A:第1回のGX実行会議では、私からエネルギーの安定供給が脅かされる事態が生じている中、安定供給の再構築に向け足元、そして中長期的に求められる取組を再整理することが必要である旨申し上げ、委員から原子力の活用を始め、様々な御意見を頂いたところです。
会議の最後には総理から、再エネ、蓄電池、省エネの最大限導入のための制度的支援策や、原発の再稼働とその先の展開策など、電力、ガスの安定供給に向けた具体的な方策について、政治の決断が求められる項目を明確に示してもらいたいとの指示がありました。
今後、総理の御指示の趣旨も踏まえ、原子力を含め、安定供給に向けた必要な取組についてしっかりと検討を進めてまいりたいと思いますし、このGXを前に進めていく上で、あした停電するかもしれないという国のまま、そのグリーントランスフォーメーションというのはあり得ないというふうに思いますので、まずは順番としては安定したエネルギー供給がきちんとできる体制というものを急ぐ必要があるというふうに受け止めています。

旧統一教会

Q:旧統一教会との関係についてお尋ねします。先月末、岸田総理が、社会的に問題になっている団体との関係については、政治家の立場からそれぞれ丁寧に説明していくことが大事だとお話しになりました。萩生田大臣も旧統一教会が主催するイベントに出席したことがあると聞きますが、どのような経緯があり、また、教団に対してどのような御認識で御出席されていたのでしょうか。また、今後の付き合い方についてのお考えをお尋ねします。

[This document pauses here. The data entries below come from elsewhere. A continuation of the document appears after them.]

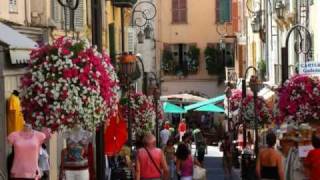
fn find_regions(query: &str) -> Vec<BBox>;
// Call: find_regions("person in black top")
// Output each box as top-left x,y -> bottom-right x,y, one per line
256,131 -> 284,180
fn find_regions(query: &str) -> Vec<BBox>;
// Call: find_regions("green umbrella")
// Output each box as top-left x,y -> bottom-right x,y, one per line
184,95 -> 225,111
163,102 -> 186,114
195,104 -> 224,112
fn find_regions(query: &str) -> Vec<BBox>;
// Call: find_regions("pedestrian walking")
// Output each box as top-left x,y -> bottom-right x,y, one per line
178,119 -> 187,142
163,138 -> 176,180
220,133 -> 232,177
176,143 -> 200,180
305,134 -> 320,180
256,131 -> 284,180
136,133 -> 169,180
193,129 -> 206,164
39,144 -> 50,180
160,125 -> 171,147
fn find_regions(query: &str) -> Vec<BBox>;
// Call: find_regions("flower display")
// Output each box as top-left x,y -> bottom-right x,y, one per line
277,75 -> 320,123
230,89 -> 273,128
122,92 -> 156,135
21,37 -> 119,131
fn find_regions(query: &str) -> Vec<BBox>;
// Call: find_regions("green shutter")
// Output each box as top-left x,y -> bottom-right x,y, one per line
219,0 -> 231,23
109,23 -> 116,64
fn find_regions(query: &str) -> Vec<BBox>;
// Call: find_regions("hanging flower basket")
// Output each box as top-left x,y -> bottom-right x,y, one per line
121,92 -> 156,136
277,75 -> 320,123
230,89 -> 273,128
21,37 -> 119,131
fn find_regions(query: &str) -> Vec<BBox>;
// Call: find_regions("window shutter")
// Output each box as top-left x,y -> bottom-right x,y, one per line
127,27 -> 136,53
219,0 -> 231,23
74,0 -> 84,30
51,0 -> 61,23
172,0 -> 179,23
179,0 -> 187,23
232,0 -> 239,32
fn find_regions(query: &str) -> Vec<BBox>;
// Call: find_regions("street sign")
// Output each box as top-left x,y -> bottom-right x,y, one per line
299,61 -> 320,76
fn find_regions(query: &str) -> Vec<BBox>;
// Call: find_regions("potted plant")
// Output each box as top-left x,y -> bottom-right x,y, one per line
161,49 -> 177,75
258,59 -> 267,81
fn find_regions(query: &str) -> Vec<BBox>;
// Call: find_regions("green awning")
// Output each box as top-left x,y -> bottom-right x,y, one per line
195,104 -> 224,113
184,95 -> 225,111
163,102 -> 186,114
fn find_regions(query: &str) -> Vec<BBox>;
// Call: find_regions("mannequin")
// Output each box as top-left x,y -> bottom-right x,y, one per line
60,125 -> 92,180
7,90 -> 24,134
8,123 -> 46,179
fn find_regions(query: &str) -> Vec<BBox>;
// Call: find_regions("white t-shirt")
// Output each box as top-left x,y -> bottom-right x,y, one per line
160,129 -> 170,145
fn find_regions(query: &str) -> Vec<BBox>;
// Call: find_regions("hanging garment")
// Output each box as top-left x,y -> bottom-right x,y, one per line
104,113 -> 128,156
7,94 -> 24,135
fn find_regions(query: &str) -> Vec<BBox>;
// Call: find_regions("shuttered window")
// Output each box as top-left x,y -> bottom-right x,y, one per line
216,0 -> 232,23
232,0 -> 240,32
9,0 -> 18,13
51,0 -> 84,31
172,0 -> 187,24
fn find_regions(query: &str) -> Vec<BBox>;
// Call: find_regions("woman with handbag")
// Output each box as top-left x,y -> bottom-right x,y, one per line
136,133 -> 169,180
176,144 -> 201,180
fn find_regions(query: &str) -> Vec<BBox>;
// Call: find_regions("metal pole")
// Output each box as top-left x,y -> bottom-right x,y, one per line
91,0 -> 106,180
240,77 -> 247,148
253,91 -> 259,157
121,7 -> 125,53
153,94 -> 160,147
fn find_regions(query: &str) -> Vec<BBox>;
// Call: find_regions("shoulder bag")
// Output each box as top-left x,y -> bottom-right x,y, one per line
144,148 -> 162,176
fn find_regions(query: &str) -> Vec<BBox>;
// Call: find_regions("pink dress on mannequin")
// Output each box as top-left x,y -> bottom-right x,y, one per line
8,130 -> 46,178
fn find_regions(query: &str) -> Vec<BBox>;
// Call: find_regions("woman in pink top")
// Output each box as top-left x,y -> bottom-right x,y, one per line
176,144 -> 201,180
136,133 -> 169,180
8,124 -> 46,179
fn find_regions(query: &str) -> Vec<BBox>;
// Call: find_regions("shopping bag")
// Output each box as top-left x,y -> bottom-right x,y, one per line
192,165 -> 206,180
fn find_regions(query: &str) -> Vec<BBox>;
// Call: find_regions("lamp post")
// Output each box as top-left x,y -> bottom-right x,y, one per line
240,66 -> 257,179
281,24 -> 312,84
249,75 -> 259,157
240,66 -> 258,148
224,82 -> 232,131
131,1 -> 157,44
275,0 -> 286,19
149,72 -> 161,147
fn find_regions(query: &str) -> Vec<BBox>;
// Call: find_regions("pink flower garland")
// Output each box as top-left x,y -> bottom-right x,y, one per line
277,75 -> 320,123
21,37 -> 119,131
230,89 -> 273,127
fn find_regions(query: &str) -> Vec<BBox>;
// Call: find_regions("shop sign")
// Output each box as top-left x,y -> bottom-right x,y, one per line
299,61 -> 320,75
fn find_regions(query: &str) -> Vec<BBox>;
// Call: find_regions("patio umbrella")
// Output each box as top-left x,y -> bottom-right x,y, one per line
195,104 -> 224,113
104,113 -> 128,156
163,102 -> 186,114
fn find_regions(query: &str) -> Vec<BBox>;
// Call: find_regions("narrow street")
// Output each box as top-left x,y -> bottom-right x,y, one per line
200,146 -> 240,180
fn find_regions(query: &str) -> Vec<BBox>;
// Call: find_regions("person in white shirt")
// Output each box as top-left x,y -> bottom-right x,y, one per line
160,128 -> 170,147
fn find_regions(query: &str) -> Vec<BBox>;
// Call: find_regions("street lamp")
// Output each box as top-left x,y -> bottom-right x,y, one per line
240,66 -> 258,148
148,72 -> 161,147
131,1 -> 157,44
275,0 -> 286,19
144,24 -> 152,39
281,24 -> 312,84
224,82 -> 232,131
251,11 -> 261,33
249,75 -> 259,157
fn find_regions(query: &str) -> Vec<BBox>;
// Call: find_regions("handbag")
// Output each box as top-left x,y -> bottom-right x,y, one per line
192,165 -> 206,180
144,148 -> 162,176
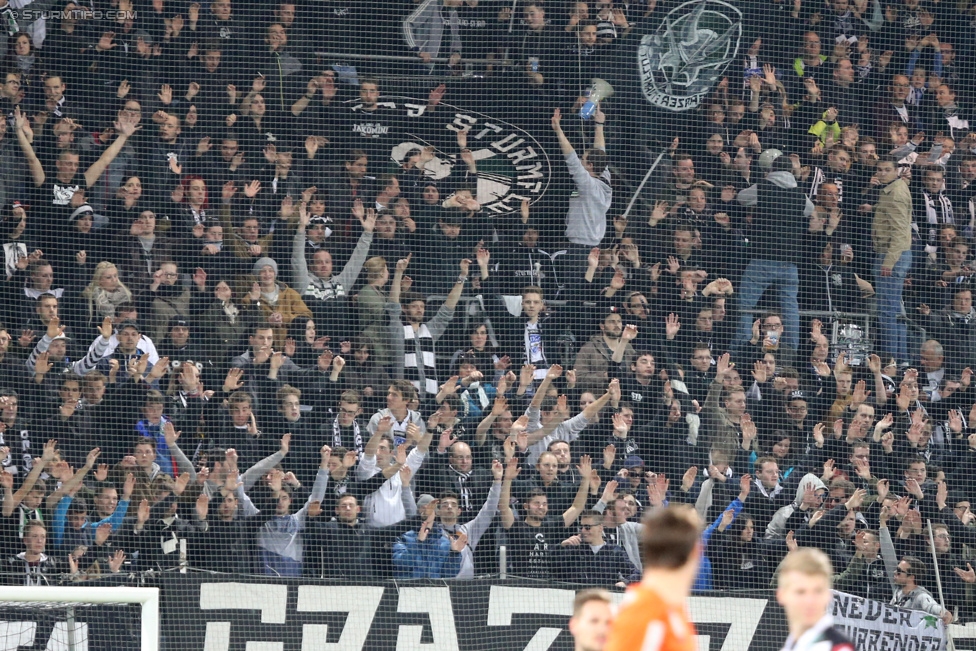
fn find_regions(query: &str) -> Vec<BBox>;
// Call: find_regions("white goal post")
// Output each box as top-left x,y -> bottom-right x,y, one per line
0,586 -> 159,651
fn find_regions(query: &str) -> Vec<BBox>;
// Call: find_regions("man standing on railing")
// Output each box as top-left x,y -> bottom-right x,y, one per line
871,160 -> 912,364
552,108 -> 613,284
736,156 -> 813,363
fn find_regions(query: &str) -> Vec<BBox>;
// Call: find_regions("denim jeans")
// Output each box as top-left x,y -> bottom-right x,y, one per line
736,260 -> 800,350
874,251 -> 912,363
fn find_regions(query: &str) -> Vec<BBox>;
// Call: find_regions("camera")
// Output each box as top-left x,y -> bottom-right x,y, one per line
834,323 -> 871,367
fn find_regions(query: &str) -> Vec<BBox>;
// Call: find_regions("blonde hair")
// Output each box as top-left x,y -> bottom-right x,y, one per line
81,260 -> 132,318
777,547 -> 834,586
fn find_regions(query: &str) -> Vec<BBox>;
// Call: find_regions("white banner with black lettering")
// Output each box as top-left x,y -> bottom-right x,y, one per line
831,591 -> 946,651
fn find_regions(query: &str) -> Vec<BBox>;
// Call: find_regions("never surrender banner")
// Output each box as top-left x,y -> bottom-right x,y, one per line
831,591 -> 946,651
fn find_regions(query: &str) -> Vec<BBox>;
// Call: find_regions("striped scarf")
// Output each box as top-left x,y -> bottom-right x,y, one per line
403,323 -> 438,399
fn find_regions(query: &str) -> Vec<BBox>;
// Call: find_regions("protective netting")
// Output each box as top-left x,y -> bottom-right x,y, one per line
0,601 -> 141,651
0,0 -> 976,650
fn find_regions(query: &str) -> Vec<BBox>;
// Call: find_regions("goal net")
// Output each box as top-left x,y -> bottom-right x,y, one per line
0,586 -> 159,651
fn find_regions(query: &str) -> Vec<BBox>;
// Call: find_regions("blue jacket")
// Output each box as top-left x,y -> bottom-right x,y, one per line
52,495 -> 129,549
393,523 -> 462,579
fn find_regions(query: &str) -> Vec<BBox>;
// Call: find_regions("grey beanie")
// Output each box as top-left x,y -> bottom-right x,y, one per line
251,258 -> 278,276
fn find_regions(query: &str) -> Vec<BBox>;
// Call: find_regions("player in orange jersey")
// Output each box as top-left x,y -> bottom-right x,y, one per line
605,506 -> 701,651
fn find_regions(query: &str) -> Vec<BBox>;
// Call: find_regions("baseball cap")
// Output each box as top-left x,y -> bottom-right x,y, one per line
624,454 -> 644,470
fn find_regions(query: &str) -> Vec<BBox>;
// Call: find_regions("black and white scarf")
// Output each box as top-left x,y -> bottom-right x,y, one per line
448,466 -> 471,513
922,190 -> 956,253
332,416 -> 363,457
403,323 -> 438,397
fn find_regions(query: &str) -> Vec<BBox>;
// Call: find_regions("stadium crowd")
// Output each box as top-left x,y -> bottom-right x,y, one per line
0,0 -> 976,632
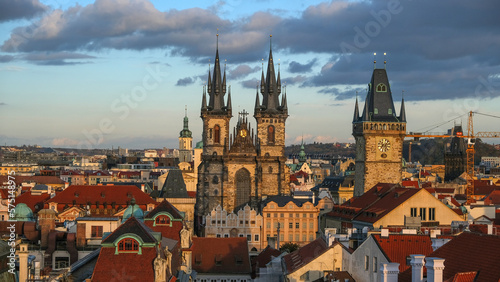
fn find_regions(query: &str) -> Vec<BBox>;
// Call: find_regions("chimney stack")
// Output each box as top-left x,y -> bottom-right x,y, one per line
425,258 -> 444,282
380,262 -> 399,282
410,255 -> 425,282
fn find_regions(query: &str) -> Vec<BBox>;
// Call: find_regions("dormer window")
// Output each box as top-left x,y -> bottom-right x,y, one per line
118,238 -> 139,253
377,83 -> 387,92
155,215 -> 170,225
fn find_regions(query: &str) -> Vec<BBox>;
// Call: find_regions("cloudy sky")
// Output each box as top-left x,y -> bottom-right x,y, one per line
0,0 -> 500,148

A:国会議員としての政治活動に関することであり、経産大臣としてこの場でコメントするのは差し控えたいと思いますが、一般論として申し上げれば、個々の政治家が自らの活動において責任を持った行動をすることは、極めて重要だと思います。既に朝日新聞さんからの問合せに対してペーパーでお答えしていますから、確認いただいたらいいかと思うんですけれども、私は飽くまでお誘いをされた会合の冒頭で御挨拶したというのは、確かにそういう事実はありましたけれども、特別、承知の上でお付き合いをしているというのではなくて、自分なりに地元の皆さんで、その中にそういう関係者がいたのかもしれないという、そういう認識です。